But I have put those kinds of hours on a Denon 103R before retipping it, with no ill effects (and the cartridge still sounded good when retired) as well as the higher number on a couple of decent cartridges with good quality line contact and microline styli.

This assumes both:

1) playing vinyl that is both in very good condition and very clean


2) careful cueing practices
1) 850-1000 out of a high quality nude conical.

2) 2,000-2,500 hours out of a high quality line contact or microridge.

This is overestimated so much in my opinion, especially for nude high quality conical.

in my vision it is more or less like that:

300 conical

400-500 elliptical

600-800 shibata and line contact

1500-2000 for some micro ridge and microline

up to 2500 only for some exotic profiles like Replicant-100 or Gyger, VdH


Actually chakster, you're reiterating the dilemma. The post is about finding a stylus that works optimally with both 1940's /50's mono and mono reissues. The fact that a conical stylus is suited for early mono records is something that, I believe, we've gotten past. The discussion is about a stylus and cartridge that works for both old and new.

Sorry i have no experience in mono records from the 40's era. 

But i think you can get much better sound and overall better usability (long life span) with modern profiles playing new mono reissues or vintage mono from the 60's/70's. This is exactly what modern manufacturers recommend. I think you need at least two different mono cartridges or just two different mono styli (in case with mono mm cart) for records from the different era. You also need a phono stage with different RIAA curve for very old mono records as far as i know. The Gold Note phono stage has various RIAA curves. 

Hi gf,

I suspect your goal of "a stylus and cartridge that works for both old and new" may not be possible.  At least not if your goal is to "optimize" overall playback.

So far as I know, only stereo cutter heads are available now for all reissues, whether stereo or mono.  As already described here that means a groove which may not be compatible with earlier conical styli.

J. Carr has commented on the subject saying their choice of modern elliptical styli shapes for Lyra mono cartridges sound best.  I suspect that is due to utilizing reissued mono LPs for their evaluation.

It was also suggested here that archivists may have multiple conical styli sizes to accommodate mono LPs from different eras or companies.  That tells us something about how complicated this question can become.

My answer will be to utilize a mono conical stylus for '50s and '60s mono pressings and a stereo cartridge with mono switch engaged for current mono reissues.  But you would need to add a mono switch for that.
chakster, When I mention vinyl from the 1940's, I'm actually referring to that period of time where shellac changes to vinyl but exactly when, I don't know for certain. I do have some very early vinyl. As for my phono stage, I have an ASR mini basis exclusive phono amp which is  perfect for all playback.

 The Ortofon Cadenza mono makes claim for being ideal for any type of mono vinyl despite the era, however it is still questionable as to whether or not the Ortofon is simply just a strapped mono cartridge.

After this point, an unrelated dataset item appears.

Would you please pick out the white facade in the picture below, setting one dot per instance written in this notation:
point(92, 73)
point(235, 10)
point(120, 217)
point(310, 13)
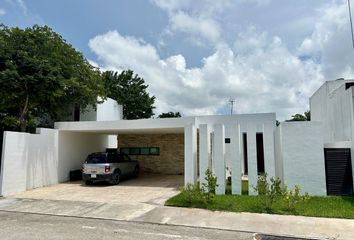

I'm afraid I can't see myself affording a Lyra anytime soon though yes, that would be ideal. I don't understand Lyra's stylus description or why it's different;


Stylus: Lyra-designed long-footprint variable-radius line-contact nude diamond (3um x 70um), slot-mounted

I bought a mono cartridge about a year ago and still haven't mounted it, because I am so pleased with the results using just the mono mode switch on either of my two preamplifiers.  This also tells me that an internally bridged stereo cartridge might be just fine.  For hairsplitters and purists, I suppose one must have a bona fide true mono cartridge.  One guy even claimed you need BOTH a true mono cartridge AND a mono mode switch for best results.
I bought a Shelter 501 mk2 mono. Does anyone know how it produces a mono signal?  I presume it might well be an internally bridged version of their stereo equivalent.  I'm not losing sleep.

I have neither a mono switch on my ASR amp nor my entry ASR phono stage, so that's out of the question. It was suggested in my earlier post on this sight (Which mono cartridge under $1,200.00) that I look for a true mono cartridge. I went from a strapped mid level Grado to the AT 33 mono and I prefer the AT.
gf, my point in mentioning Carr and Lyra was to suggest even designers/manufacturers don't agree on this subject.

Since I'm not an engineer I must rely on simple logic.  And to me it is logical that stereo cutter heads being a different size and shape than the earlier mono cutter heads will require a different playback profile.  That's why I don't see a single answer for your question.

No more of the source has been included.